Silence, usually a good companion given his busy days, sometimes seemed lonely and empty. Tonight it definitely felt empty.
This big old house had been meant for a large family. Built back around the turn of the twentieth century, he had only to look at old family photos to know how full it had been at one time. His great-grandfather must have kept awfully busy expanding the place as well as running the ranch and farm. But after the Second World War, youngsters had moved away. The G.I. Bill had offered them different opportunities, and only his own grandfather had chosen to remain after returning from the South Pacific.
So the old days of a dozen kids had trailed away, his grandmother had born only one child that survived, and then his own mother had died giving birth to him, and his dad had never remarried.
From many to just him. Sometimes when he walked around and counted dusty, empty bedrooms, and imagined what this place might have been like in its heyday, he felt the lack of human contact. Five years ago he’d tried a family reunion, met some of his great-uncles and cousins he hardly knew, and some he’d never met, and after a rush of “we have to keep in touch” from everyone, keeping in touch had ended when they left town. They felt no ties to this place, or to him.
He didn’t blame them for that. Time had moved on, and with it so had their lives, which were so far removed now from this thinly populated county that he was sure most of them couldn’t imagine why he remained.
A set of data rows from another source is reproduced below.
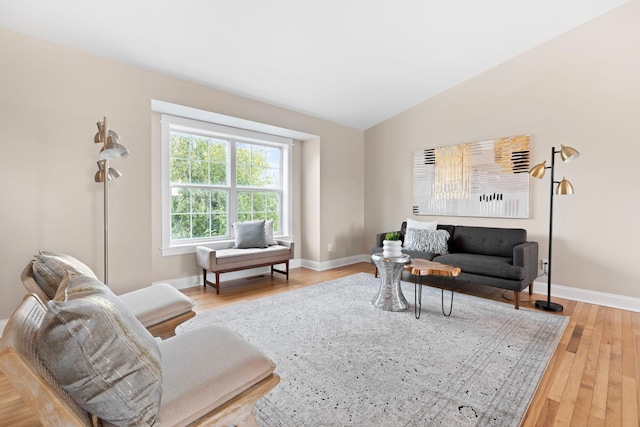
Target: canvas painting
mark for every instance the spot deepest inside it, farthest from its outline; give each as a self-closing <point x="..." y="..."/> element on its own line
<point x="486" y="179"/>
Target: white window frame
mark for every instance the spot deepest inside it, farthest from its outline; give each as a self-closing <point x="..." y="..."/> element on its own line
<point x="169" y="122"/>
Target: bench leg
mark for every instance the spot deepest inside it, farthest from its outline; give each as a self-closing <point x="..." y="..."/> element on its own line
<point x="206" y="282"/>
<point x="285" y="272"/>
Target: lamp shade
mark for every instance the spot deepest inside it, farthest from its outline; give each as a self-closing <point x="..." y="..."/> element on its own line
<point x="538" y="170"/>
<point x="568" y="153"/>
<point x="112" y="150"/>
<point x="113" y="173"/>
<point x="564" y="187"/>
<point x="99" y="136"/>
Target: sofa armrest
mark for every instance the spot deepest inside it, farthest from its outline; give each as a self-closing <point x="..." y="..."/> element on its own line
<point x="526" y="255"/>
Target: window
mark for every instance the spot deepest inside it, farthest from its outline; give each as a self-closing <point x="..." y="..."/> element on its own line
<point x="215" y="175"/>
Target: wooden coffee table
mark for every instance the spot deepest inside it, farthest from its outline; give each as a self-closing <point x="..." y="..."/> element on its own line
<point x="420" y="268"/>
But his roots were very real to him. He felt them dig deeper every time he walked the land, or tended to his livestock, or even did a repair around the house. He was a man of this land and he wanted no other.
Martha couldn’t grasp it, either, although for a while she had tried. He just hadn’t guessed how hard she was trying. Maybe it had been easier for her when everything was new and fresh. Then it had become all humdrum and endless for her, a routine that never changed. He supposed he was to blame for at least some of that, but the fact was, he had two jobs, one teaching, the other tending this place, and he couldn’t simply ignore either one. Animals needed daily care. A teaching job required hours not only at school, but also in the evenings and on weekends.
All work and no play apparently had made Linc a very dull boy, he thought. He needed, he supposed, to find a woman from around here who understood the demands and isolation, someone who could be self-sufficient in more ways than Martha. Someone who would be willing to lend her shoulder to the ranch work and make it part of her life, too.
So far no luck. Judging by his attraction to Cassie Greaves, that was most likely his own fault. He never seemed to be drawn to women who had lived here all their lives. Maybe that was his own form of looking for something different. Whatever, it had left his life very empty.